Constraints on the variability of quark masses from nuclear binding
Thibault Damour, John F. Donoghue

TL;DR
This paper refines constraints on light quark masses based on nuclear binding, showing that significant deviations could prevent the formation of stable heavy nuclei and atoms, thus impacting the conditions for life.
Contribution
It provides tighter anthropic constraints on light quark masses and the Higgs vacuum expectation value based on nuclear stability considerations.
Findings
Heavy nuclei become unstable if m_u + m_d exceeds physical values by 64%.
Constraints on quark masses imply a narrow anthropic window for the Higgs VEV.
Nuclear binding considerations limit the variation of fundamental constants.
Abstract
Based on recent work on nuclear binding, we update and extend the anthropic constraints on the light quark masses, with results that are more tightly constrained than previously obtained.

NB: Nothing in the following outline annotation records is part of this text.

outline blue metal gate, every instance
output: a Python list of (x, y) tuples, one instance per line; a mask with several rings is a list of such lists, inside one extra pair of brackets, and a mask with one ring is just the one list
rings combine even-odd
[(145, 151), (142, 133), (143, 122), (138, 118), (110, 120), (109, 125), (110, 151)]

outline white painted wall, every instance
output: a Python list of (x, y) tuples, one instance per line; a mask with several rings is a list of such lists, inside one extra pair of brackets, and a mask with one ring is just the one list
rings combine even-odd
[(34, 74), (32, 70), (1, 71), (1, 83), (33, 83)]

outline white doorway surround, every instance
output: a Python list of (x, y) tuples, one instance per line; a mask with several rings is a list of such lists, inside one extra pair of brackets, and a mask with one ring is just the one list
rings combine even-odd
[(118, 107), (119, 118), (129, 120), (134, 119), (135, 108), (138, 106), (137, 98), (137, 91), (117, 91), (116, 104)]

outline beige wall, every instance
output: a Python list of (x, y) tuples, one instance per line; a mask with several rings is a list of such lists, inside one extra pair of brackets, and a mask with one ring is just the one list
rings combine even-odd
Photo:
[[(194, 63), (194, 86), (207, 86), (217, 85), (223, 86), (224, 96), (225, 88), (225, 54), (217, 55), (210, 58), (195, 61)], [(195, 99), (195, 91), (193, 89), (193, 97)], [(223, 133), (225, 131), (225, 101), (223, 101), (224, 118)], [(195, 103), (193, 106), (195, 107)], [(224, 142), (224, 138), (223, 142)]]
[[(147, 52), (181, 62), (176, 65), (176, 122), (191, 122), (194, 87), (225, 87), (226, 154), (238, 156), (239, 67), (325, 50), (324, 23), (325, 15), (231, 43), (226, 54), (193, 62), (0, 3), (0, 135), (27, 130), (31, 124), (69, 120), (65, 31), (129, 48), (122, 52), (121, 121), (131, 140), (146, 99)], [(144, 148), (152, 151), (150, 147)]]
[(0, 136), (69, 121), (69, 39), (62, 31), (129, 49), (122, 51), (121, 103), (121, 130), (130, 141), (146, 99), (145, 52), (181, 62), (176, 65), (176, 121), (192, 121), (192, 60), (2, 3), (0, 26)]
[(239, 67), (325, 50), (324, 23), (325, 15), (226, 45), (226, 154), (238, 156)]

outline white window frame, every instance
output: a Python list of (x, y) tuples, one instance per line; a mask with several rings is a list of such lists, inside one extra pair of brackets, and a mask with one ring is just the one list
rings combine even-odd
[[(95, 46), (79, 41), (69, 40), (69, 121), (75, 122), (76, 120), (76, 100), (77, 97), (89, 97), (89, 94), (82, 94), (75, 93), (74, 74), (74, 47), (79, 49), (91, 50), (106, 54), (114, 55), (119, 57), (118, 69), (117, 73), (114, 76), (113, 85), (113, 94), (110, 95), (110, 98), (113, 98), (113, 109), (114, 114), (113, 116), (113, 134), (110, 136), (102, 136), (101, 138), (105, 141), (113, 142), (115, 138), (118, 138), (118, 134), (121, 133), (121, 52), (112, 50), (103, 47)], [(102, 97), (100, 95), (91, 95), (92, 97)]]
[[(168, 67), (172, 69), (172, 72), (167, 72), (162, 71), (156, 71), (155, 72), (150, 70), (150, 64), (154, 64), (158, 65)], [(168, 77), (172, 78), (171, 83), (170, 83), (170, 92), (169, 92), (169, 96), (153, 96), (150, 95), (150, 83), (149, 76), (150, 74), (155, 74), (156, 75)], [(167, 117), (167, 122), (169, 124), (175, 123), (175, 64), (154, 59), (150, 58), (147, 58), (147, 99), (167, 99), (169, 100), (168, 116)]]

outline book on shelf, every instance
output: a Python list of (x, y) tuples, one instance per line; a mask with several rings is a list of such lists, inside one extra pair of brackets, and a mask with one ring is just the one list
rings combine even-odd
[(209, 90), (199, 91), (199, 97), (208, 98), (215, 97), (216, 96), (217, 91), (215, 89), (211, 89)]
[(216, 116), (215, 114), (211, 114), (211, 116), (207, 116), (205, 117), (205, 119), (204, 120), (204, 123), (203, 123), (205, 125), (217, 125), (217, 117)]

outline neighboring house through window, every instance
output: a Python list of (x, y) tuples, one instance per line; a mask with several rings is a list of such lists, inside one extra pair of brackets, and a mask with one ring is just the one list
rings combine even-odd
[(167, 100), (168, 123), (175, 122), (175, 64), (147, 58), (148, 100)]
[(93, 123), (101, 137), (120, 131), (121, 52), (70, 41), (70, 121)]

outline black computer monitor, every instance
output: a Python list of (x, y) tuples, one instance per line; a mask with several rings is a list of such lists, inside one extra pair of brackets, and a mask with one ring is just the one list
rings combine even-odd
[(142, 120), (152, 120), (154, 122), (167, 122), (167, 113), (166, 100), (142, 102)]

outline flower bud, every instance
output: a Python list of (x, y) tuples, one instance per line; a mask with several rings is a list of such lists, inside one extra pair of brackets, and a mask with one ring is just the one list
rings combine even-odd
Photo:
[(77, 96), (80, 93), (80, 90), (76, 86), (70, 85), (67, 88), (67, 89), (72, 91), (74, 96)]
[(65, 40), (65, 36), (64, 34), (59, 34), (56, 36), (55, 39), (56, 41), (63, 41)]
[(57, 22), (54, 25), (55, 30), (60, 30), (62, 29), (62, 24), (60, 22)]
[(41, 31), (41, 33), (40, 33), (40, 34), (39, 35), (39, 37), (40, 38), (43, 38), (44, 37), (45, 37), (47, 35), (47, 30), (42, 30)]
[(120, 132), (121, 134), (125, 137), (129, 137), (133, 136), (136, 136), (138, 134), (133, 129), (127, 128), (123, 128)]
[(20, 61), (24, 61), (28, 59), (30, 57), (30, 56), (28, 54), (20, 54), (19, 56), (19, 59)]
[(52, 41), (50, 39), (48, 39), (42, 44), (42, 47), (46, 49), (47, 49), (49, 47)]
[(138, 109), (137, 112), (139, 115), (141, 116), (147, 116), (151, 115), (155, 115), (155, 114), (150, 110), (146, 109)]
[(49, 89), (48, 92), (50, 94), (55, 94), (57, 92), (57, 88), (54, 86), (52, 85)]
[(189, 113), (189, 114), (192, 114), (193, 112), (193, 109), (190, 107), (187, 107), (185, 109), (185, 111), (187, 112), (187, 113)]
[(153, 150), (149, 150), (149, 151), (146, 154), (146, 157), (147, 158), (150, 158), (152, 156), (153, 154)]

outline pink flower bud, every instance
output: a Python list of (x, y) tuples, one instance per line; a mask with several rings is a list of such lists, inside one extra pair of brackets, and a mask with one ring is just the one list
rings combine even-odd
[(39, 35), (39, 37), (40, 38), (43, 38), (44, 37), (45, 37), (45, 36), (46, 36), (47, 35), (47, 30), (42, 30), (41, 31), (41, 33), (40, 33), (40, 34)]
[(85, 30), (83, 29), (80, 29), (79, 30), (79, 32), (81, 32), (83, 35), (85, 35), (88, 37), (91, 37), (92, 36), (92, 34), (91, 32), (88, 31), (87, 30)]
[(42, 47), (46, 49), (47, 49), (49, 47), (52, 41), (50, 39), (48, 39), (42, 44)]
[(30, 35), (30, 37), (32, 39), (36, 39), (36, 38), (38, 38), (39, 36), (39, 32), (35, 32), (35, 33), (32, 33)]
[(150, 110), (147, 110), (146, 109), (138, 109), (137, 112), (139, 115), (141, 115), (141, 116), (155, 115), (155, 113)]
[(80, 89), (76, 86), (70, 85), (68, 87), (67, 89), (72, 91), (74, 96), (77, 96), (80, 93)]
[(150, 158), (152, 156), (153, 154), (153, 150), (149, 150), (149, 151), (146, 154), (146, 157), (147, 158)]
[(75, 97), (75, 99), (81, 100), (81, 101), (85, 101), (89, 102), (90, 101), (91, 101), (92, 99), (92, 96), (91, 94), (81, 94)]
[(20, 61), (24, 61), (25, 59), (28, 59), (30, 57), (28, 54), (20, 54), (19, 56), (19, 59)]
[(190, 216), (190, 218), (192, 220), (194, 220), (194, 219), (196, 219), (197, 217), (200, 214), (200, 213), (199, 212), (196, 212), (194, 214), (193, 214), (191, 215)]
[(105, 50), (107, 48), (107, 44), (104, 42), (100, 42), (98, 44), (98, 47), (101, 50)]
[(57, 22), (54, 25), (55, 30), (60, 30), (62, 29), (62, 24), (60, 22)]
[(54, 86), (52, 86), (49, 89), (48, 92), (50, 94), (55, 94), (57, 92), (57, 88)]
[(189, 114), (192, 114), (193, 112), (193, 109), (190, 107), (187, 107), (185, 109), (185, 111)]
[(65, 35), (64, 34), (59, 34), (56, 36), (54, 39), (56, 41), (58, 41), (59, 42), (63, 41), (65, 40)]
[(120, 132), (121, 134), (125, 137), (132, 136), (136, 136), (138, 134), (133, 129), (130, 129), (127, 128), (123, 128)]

We find that heavy nuclei would fall apart (because the attractive nuclear central potential becomes too weak) if the sum of the light quark masses m_u+m_d would exceed their physical values by 64% (at 95% confidence level). We summarize the anthropic constraints that follow from requiring the existence both of heavy atoms and of hydrogen. With the additional assumption that the quark Yukawa couplings do not vary, these constraints provide a remarkably tight anthropic window for the Higgs vacuum expectation value: 0.39 < v/v_physical < 1.64.